Colombian President Alvaro Uribe orchestrated her rescue, which was carried out by Colombian soldiers aided by American Special Forces. Yet she urged Uribe and other South Americans to tone down their “radical, extremist language of hate” toward the FARC who had held her captive for six years.

Even as Betancourt reported she had often been chained by the neck to a tree and many times contemplated suicide, she scolded the Colombian President, “Uribe, and not only Uribe but all of Colombia, should also correct some things. We have reached the point where we must change the radical extremist vocabulary of hate, of very strong words that intimately wound the human being.”

The confused Ms. Betancourt is now free, no thanks to her French “progressive” views, but she would rather scold her deliverer than “wound” her captors.

“They are not a revolutionary group. They are terrorists … terrorists with a capital T,” declared Gonsalves in the “radical, extremist language of hate” Ms. Betancourt so deplores.

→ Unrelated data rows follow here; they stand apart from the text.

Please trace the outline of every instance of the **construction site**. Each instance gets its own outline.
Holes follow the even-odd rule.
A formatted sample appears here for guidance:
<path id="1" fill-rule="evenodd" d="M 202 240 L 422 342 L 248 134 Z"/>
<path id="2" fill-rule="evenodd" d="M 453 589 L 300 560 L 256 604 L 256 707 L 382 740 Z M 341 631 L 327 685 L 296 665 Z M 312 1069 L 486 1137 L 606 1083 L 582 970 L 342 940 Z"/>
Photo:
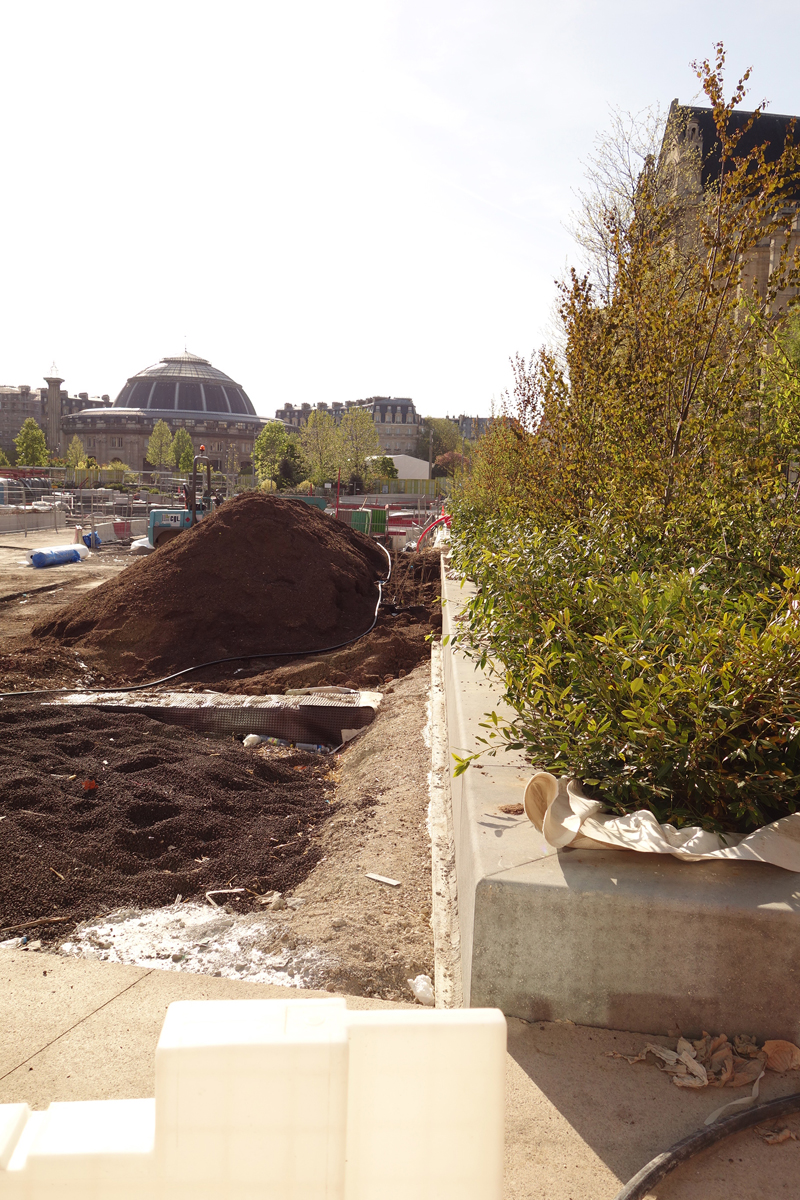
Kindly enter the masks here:
<path id="1" fill-rule="evenodd" d="M 138 514 L 87 521 L 73 501 L 53 519 L 40 501 L 42 527 L 0 536 L 0 1197 L 374 1200 L 412 1185 L 376 1147 L 394 1162 L 426 1128 L 429 1179 L 413 1186 L 437 1200 L 797 1195 L 792 870 L 558 842 L 546 819 L 566 793 L 546 796 L 522 752 L 454 776 L 502 708 L 451 646 L 472 585 L 449 565 L 441 504 L 220 503 L 195 466 L 181 496 Z M 345 1021 L 347 1119 L 363 1103 L 383 1124 L 369 1146 L 348 1132 L 341 1177 L 301 1186 L 275 1174 L 278 1151 L 238 1183 L 194 1177 L 159 1149 L 169 1047 L 191 1042 L 169 1041 L 180 1004 L 159 1041 L 165 1012 L 221 1014 L 202 1044 L 222 1046 L 233 1001 Z M 410 1031 L 408 1014 L 444 1039 L 466 1021 L 473 1040 L 452 1058 L 443 1041 L 411 1038 L 396 1062 L 376 1050 L 372 1091 L 357 1087 L 359 1030 Z M 241 1078 L 226 1076 L 232 1096 Z M 740 1125 L 722 1140 L 709 1112 L 759 1085 L 772 1107 L 759 1123 L 726 1114 Z M 299 1086 L 280 1085 L 275 1112 Z M 723 1086 L 744 1091 L 708 1092 Z M 108 1110 L 143 1140 L 117 1159 L 103 1125 L 96 1169 L 86 1130 L 106 1118 L 75 1106 L 154 1094 L 155 1110 Z M 45 1111 L 60 1133 L 36 1133 Z"/>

Maybe since the French and for that matter, the rest of Western Europe, aren’t big on military action, they can provide Kleenex and therapy for these terrorists whose feelings have now been hurt. But pacifism will only continue to leave their citizens vulnerable in daily life and languishing in captivity.

Except for America’s will and determination, sense of justice and self sacrifice, the world is in crisis. Our choice is clear: identify and fight our enemies or bow the knee to paralyzing, dangerous, deluded political correctness.

America is virtually alone in this fight. Yes, Ms. Betancourt’s poor terrorist captors are wounded, but she and the others are free.